Ukraine "is ready to help restore the energy grids" after the blackouts affecting Spain and Portugal, as just declared by the Ukrainian Energy Minister, German Galuschenko. "We are willing to share the knowledge and experience, including those acquired during the systematic Russian attacks on the energy infrastructure," Galuschenko stated in a publication on X.
Red Eléctrica, the Spanish electricity transmission operator, indicated that the cause of the blackout was unknown at the moment, but in Kiev, many believe it could be a cyber sabotage from Moscow, similar to those suffered by Kiev since 2015.
The major blackout in the Iberian Peninsula has been widely discussed in Ukrainian media, where certain hacker groups close to Russia are suspected of causing the chaos, although the Government has not commented on this situation pending further information.
In December 2015, Ukraine became the first country in the world to suffer a blackout caused by a cyber attack. The hack left 250,000 people without power in the country's west in the middle of winter. It was the prelude to a new era of hybrid conflicts, where weapons are not always missiles or bullets, but lines of malicious code to infiltrate a system to steal its data or damage it to make it stop working.

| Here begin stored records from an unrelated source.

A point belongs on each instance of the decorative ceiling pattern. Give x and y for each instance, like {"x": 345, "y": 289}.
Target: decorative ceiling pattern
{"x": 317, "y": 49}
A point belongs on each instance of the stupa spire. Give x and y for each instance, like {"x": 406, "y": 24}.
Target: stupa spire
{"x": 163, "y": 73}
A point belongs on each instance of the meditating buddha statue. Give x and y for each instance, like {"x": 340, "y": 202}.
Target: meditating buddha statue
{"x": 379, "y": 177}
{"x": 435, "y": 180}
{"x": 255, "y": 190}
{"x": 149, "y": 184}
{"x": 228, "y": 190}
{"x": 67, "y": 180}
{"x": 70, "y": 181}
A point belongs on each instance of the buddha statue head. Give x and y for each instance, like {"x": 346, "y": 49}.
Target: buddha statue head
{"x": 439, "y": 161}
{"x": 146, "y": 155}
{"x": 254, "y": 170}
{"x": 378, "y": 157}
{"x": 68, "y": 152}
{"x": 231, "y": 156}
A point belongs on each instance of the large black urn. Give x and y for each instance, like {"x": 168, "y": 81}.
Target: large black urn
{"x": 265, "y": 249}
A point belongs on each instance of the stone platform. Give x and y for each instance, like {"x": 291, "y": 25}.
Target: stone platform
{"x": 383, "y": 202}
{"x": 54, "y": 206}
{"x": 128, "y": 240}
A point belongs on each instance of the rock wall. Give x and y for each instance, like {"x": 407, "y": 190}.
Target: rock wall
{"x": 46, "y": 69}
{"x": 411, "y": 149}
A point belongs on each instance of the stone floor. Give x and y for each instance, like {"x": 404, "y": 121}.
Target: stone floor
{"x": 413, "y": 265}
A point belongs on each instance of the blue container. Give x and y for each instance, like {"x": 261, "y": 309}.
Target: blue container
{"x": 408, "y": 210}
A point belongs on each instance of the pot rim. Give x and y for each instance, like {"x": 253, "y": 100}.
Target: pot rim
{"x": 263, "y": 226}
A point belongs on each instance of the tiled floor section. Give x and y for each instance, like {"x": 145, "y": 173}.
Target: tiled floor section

The attack was meticulously planned for months. The hackers from the Russian group Sandworm, the perpetrators of the attack, had resources akin to a state and likely its support, as they also had ties to Moscow's intelligence services. According to Andy Greenberg, a reporter for the magazine Wired who studied them for his book of the same name, "Sandworm is not just a group of hackers. It is a cyber military force serving a state, and its battlefield is the whole world."
Sandworm agents infiltrated the networks of three Ukrainian electricity companies using social engineering techniques: a simple email with an attachment infected with the BlackEnergy malware allowed the attackers to remotely take control of the SCADA systems, the digital brains that manage electricity distribution.
At 3:30 p.m. on December 23, the attackers launched their offensive. From a distance, they disconnected electrical switches, disabled backup systems, and overwrote software with the KillDisk malware to render recovery systems inoperable. They even blocked call centers so citizens couldn't report the outages. The level of coordination surprised cybersecurity experts worldwide.
A year later, in December 2016, the aggressors struck again, this time with a more sophisticated tool: Industroyer, also known as CrashOverride. Unlike its predecessor, this malware did not require human intervention once inside the system. Its ability to communicate directly with industrial protocols—such as IEC-101 and IEC-104, common in European power grids—made it an autonomous weapon. Although its impact was limited to about an hour of blackout in Kiev, it demonstrated an alarming advancement: the ability to automate an electrical sabotage on a large scale.
Both incidents marked a turning point in cybersecurity history. Ukraine, far from being a passive victim, reacted swiftly. It physically separated its critical networks from the internet, reinforced its response teams, established constant monitoring protocols, and implemented realistic attack drills. Certain critical structures returned to analog control, and its experience became a global case study, laying the groundwork for defensive strategies applied even in countries like the United States, Germany, or Japan.
This attack showed the world that 21st-century conflicts are not only fought in trenches but also in servers. And that a simple click can plunge an entire city into darkness.
Mark Galeotti, one of the most renowned experts in Russian security and hybrid warfare, has extensively studied the use of cyber attacks as strategic tools within modern warfare, especially by Moscow: "These actions allow for destabilizing, intimidating, or weakening the enemy without firing a single shot. The attacks on Ukraine in 2015 and 2016 served to demonstrate power and vulnerability simultaneously. Hybrid warfare is more about theater and perception than territorial dominance." "The real danger lies not only in isolated attacks but in persistent campaigns that lay the groundwork for future sabotage (known as pre-positioning)," states Russian-American security analyst Dimitri Alperovitch.